UO’s College of Education launched, easyCBM, 15 years ago to assess acquisition of reading skills and inform educators’ interventions to support struggling students. Since its release, the program has been used to deliver eight million education assessments, according to UO. CBMskills is a voice-driven assessment platform which records and assesses timed reading passages to track student’s learning progress in order to identify and intervene with struggling readers.

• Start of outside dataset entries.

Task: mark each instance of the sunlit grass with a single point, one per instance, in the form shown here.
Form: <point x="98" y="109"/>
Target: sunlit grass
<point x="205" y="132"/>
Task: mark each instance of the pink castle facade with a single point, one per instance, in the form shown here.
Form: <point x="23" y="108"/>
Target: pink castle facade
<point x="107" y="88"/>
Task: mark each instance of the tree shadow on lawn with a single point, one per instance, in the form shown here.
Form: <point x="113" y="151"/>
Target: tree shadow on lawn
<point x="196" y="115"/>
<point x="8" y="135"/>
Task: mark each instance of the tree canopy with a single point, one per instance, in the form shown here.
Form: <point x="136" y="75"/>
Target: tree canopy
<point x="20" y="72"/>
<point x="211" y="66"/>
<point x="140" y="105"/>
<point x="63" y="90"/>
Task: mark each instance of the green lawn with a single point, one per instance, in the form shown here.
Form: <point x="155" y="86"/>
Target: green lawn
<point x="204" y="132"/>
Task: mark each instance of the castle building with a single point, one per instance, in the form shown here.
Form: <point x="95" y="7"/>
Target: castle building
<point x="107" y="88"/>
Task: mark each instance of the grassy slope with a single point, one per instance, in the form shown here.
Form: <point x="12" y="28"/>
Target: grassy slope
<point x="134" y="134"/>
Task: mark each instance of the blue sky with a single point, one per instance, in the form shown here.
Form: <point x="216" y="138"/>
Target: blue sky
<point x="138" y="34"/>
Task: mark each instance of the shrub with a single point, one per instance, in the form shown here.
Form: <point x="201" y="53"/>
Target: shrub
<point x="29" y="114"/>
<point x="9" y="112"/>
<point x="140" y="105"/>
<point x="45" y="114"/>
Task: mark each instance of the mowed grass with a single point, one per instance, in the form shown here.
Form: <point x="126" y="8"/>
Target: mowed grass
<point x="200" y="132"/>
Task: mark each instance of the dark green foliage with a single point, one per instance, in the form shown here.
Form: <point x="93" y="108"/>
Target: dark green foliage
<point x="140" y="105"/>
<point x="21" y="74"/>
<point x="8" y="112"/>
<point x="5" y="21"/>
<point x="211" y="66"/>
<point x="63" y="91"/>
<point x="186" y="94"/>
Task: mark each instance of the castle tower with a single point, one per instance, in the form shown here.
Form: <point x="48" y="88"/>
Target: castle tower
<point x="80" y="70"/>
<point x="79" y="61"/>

Using the SoapBox language engine, the assessment tracks a student’s progress through timed reading passages, making it easier for educators to accurately and specifically identify where students are making mistakes in oral language proficiency. For example, a child who skips words or sentences but pronounces the words correctly may have a visual processing problem rather than a reading problem. If a child regularly replaces an “R” with an “lL,” an articulation disorder may also be present. The type and frequency of errors can be highlighted through a voice-enabled learning tool, enabling more personalized instruction and faster intervention.

The College of Education’s behavioral research and teaching division plans to onboard an additional 10,000 teachers with CBMskills by the spring of 2024, according to the announcement.